Mixed reactions as USMCA passes Senate

North Country business, ag groups praise it, but Sens. Schumer, Gillibrand vote no

Sens. Charles Schumer and Kirsten Gillibrand visit the Adirondack Regional Airport in Lake Clear in August 2011. (Enterprise photo — Lou Reuter)

PLATTSBURGH — While several organizations applauded the U.S. Senate’s passage of the United States-Mexico-Canada Agreement, New York’s Senate delegation cited climate change concerns in their no votes on the measure.

The House of Representatives passed the resolution adopting the USMCA, a renegotiated version of the North American Free Trade Agreement, last month.

In a statement, North Country Chamber of Commerce President/CEO Garry Douglas said nothing is more important to the North Country’s economy than its growing partnership with Canada.

“Full Congressional approval of USMCA both preserves and enhances that partnership, bringing needed stability and predictability to cross-border commerce and investment of all kinds.”

Not good enough

Senate Minority Leader Charles Schumer and Sen.
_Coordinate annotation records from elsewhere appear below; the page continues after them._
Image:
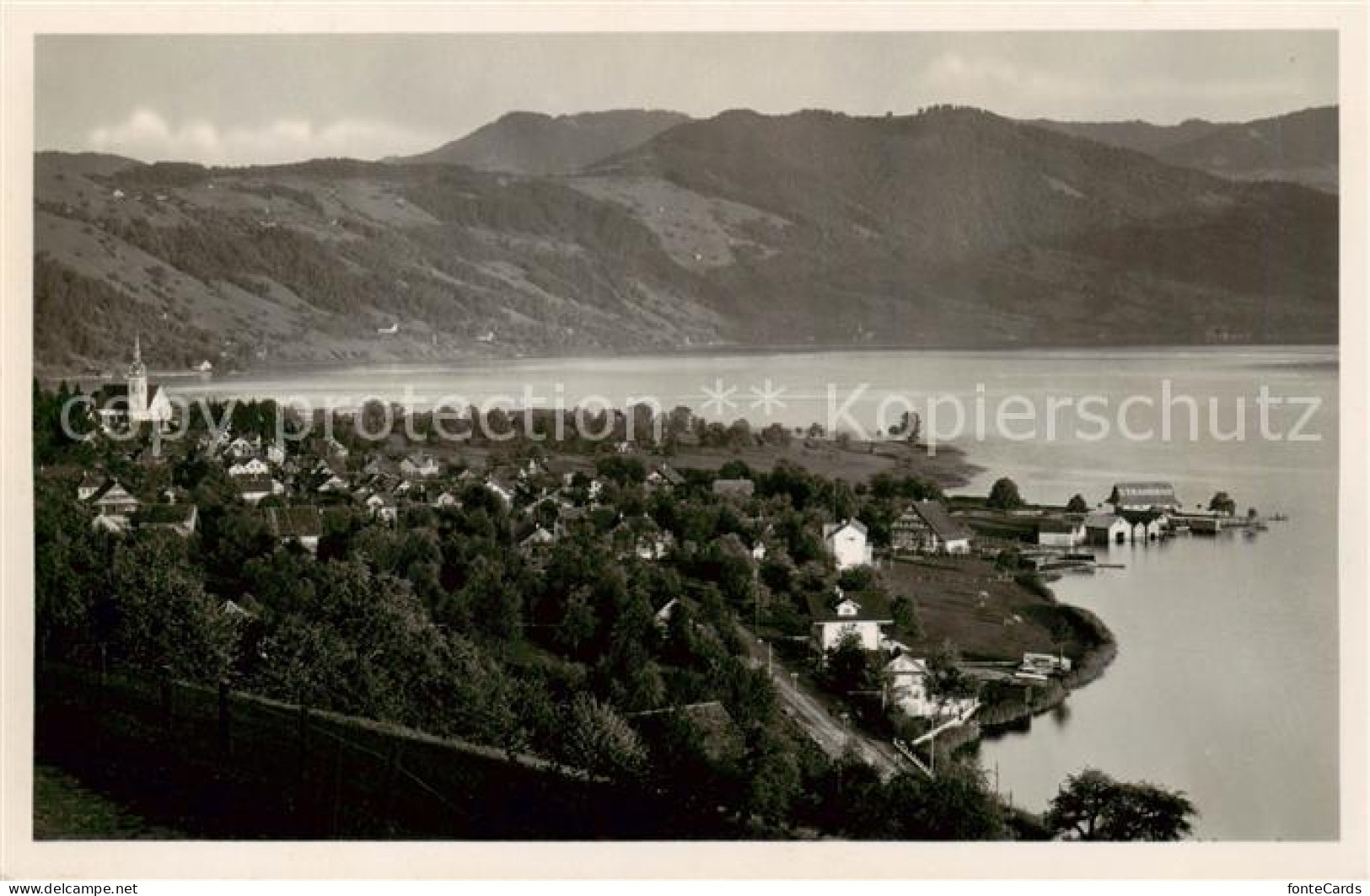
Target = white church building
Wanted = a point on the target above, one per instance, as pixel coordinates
(136, 400)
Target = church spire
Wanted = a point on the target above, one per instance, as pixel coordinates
(136, 369)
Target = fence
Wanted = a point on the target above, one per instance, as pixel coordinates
(228, 765)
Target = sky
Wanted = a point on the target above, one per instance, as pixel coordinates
(261, 99)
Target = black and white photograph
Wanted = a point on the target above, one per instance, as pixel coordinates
(685, 436)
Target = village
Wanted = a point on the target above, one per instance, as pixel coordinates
(938, 603)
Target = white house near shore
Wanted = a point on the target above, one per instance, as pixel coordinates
(848, 545)
(1061, 534)
(1106, 529)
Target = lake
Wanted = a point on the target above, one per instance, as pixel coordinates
(1227, 677)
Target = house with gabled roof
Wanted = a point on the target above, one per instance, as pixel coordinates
(116, 501)
(445, 499)
(664, 479)
(179, 518)
(299, 523)
(839, 614)
(905, 681)
(537, 540)
(1061, 532)
(255, 488)
(89, 486)
(383, 507)
(500, 491)
(848, 545)
(736, 490)
(420, 464)
(1106, 529)
(927, 528)
(252, 466)
(1137, 496)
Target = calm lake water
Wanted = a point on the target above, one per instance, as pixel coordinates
(1227, 679)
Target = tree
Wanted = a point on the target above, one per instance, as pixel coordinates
(1222, 503)
(946, 681)
(848, 666)
(1004, 495)
(599, 740)
(1092, 806)
(164, 618)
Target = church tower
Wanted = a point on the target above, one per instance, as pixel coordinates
(137, 384)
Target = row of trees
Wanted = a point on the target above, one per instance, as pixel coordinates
(442, 622)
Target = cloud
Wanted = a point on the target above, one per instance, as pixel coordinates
(1088, 85)
(147, 135)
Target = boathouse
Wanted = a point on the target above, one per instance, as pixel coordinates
(1132, 496)
(1106, 529)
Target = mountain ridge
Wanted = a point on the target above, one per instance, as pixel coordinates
(954, 227)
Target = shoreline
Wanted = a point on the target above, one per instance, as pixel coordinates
(48, 373)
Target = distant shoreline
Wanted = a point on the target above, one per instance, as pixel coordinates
(282, 368)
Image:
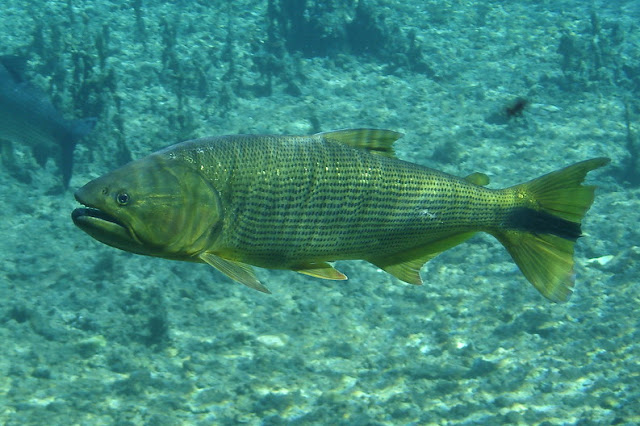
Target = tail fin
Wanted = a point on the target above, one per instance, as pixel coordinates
(540, 239)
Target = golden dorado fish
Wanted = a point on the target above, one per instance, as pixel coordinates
(300, 202)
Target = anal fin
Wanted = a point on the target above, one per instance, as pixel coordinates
(237, 271)
(406, 266)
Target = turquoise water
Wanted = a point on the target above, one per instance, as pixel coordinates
(92, 335)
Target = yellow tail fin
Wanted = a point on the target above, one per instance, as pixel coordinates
(540, 239)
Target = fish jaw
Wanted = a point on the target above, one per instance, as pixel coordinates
(102, 226)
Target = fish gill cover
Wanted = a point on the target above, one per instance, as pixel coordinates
(92, 335)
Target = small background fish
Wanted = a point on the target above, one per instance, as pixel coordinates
(28, 117)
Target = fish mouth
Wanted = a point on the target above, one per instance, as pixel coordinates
(103, 226)
(83, 214)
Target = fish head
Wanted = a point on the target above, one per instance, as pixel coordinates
(154, 206)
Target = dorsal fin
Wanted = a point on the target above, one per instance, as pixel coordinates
(376, 141)
(478, 178)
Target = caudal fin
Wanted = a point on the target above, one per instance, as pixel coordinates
(541, 238)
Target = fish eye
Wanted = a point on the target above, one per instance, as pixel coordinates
(122, 198)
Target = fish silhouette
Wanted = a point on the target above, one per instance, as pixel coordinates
(28, 117)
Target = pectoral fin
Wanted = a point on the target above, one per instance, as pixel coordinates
(237, 271)
(321, 270)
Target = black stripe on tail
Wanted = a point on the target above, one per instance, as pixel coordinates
(541, 222)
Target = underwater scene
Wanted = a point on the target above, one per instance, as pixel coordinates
(497, 93)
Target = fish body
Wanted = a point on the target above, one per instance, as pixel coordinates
(300, 202)
(29, 118)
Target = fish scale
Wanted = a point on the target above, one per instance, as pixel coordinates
(313, 198)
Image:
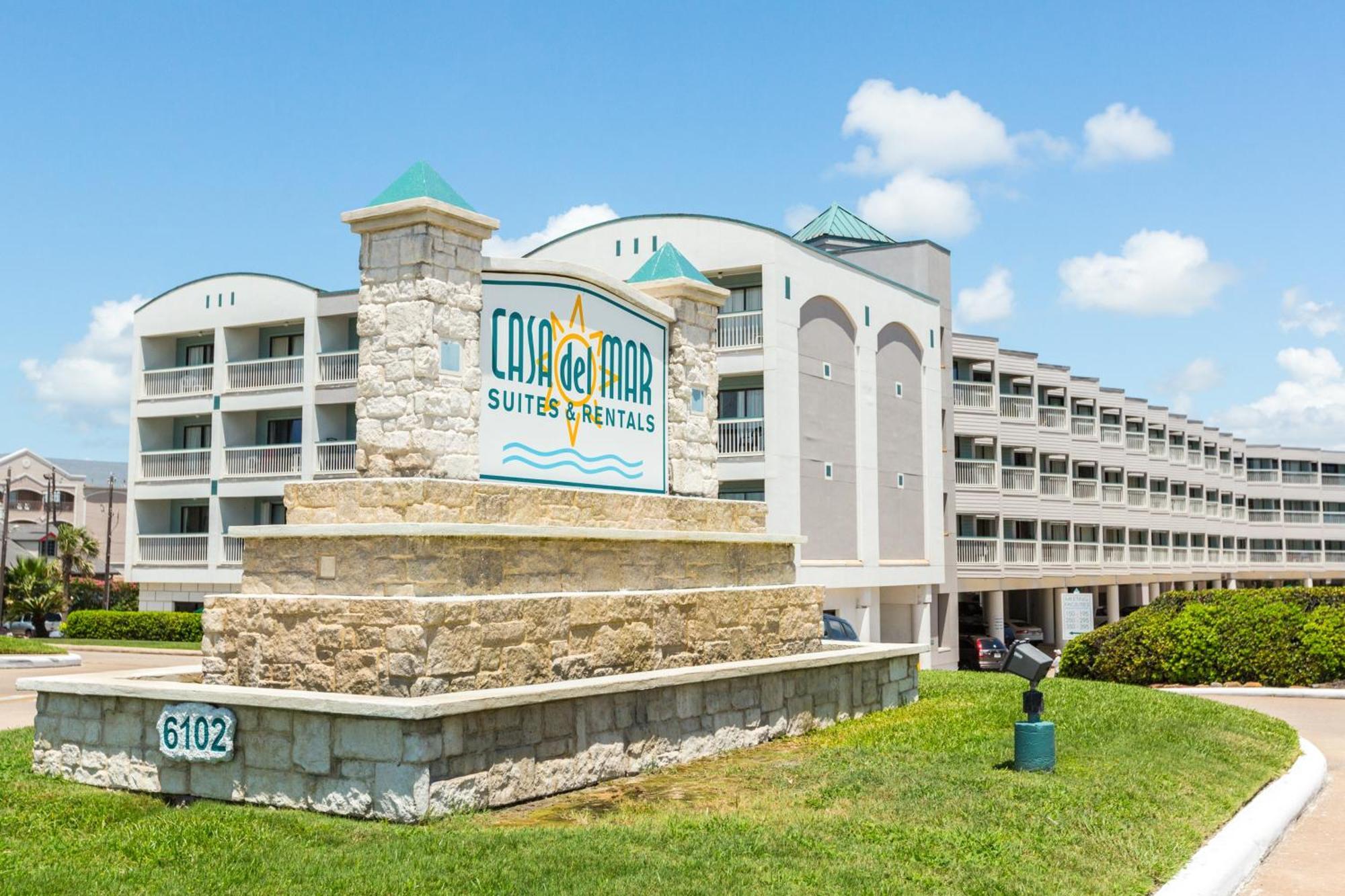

Kirsten Gillibrand, both Democrats who represent New York State, were two of just 10 Senators who voted against adopting the USMCA Thursday.

In a statement released two days before the vote, Gillibrand allowed that the USMCA might be slightly better than NAFTA, but argued that was not good enough.

“Bad trade deals, including NAFTA, hollowed out upstate New York’s manufacturing industry. I don’t believe this agreement will reverse this trend or help the generations of New Yorkers who lost good jobs.”

Gillibrand also said the agreement is a “missed opportunity” to address threats from climate change.

“It fails to close loopholes for corporate polluters or set binding, enforceable standards to protect clean air and water.”


In a statement Thursday, Schumer said the USMCA does have good labor provisions, but that it does not address climate change, “the greatest threat facing the planet.”

“Instead of advancing global climate security by outlining binding and enforceable climate commitments from all three countries, the Trump administration provides significant incentives for manufacturers to move their business and their jobs from the U.S. to Mexico, where clean air and clean water regulations are much weaker,” Schumer said.

“Meanwhile, the Trump administration also included handouts for the oil and gas industry, such as lifting tariffs on tar sands, and refused to include any mention of the climate crisis in the agreement. When it comes to climate change, the agreement still contains many of the same flaws of the original NAFTA, which I voted against.”

Schumer commended the officials who made important improvements to USMCA with regard to workers’ rights, and said he fought to make sure New York’s dairy producers would benefit from it.

“But on the greatest issue facing our planet, addressing the climate crisis, the USMCA falls far too short.”

New York State GOP Chair Nick Langworthy said in a statement that the senators had voted to hurt the people they were supposed to represent, calling their no votes a slap in the face to the New Yorkers who stand to benefit from the deal.

“New Yorkers should never forget this dereliction of duty.”

Duty-free essential

Stefanik’s predecessor, Plattsburgh attorney Bill Owens, told the Press-Republican he would have voted in favor of the USMCA, were he in Schumer or Gillibrand’s position.

“The key from my perspective is the stability and the essential aspects of NAFTA that are going to stay in place and will continue to foster trade between, obviously the U.S. and Canada, but in particular our area as well.”

The continuation of zero-tariff treatment on goods exchanged between the three countries included in the USMCA was essential, Owens said.

“If you started applying duties at the U.S.-Canada and the U.S.-Mexican borders, you would alter trade dramatically,” including the supply chain activity fostered by the lack of tariffs.

Owens thinks that, without the policy, far fewer Canadian companies would create subsidiaries in the area.

“It would be a much different economic environment. It would not be as healthy.”

More competitive

According to the U.S. Department of Agriculture, under the USMCA, U.S. dairy farmers will be more competitive in Canada, which agreed to eliminate Class 6 and 7 milk pricing programs “that allowed their farmers to undersell U.S. producers.”

Additionally, U.S. poultry producers will have expanded access to Canada’s poultry and egg markets, the USDA said.

U.S. Secretary of Agriculture Sonny Perdue said the Senate’s vote was great news for the country’s farmers and ranchers.

“With Congressional consideration now complete, our farmers and ranchers are eager to see the president sign this legislation and begin reaping the benefits of this critical agreement.”


Agribusiness organizations offered much praise for the deal’s passage.

“The northeastern agricultural industry, particularly the dairy industry, will benefit from a more balanced trading relationship with Canada and Mexico,” Northeast Agribusiness and Feed Alliance President John Clark said in a statement.

New York Farm Bureau President David Fisher said nearly half of the state’s agricultural exports go to Mexico and Canada, “providing vital market opportunities that will remain open thanks to USMCA.”

“The certainty that this agreement provides to farmers,” Fisher continued, “plus the potential for expected growth for our dairy farms, are reasons to commend lawmakers for getting the job done in a strong bipartisan fashion.”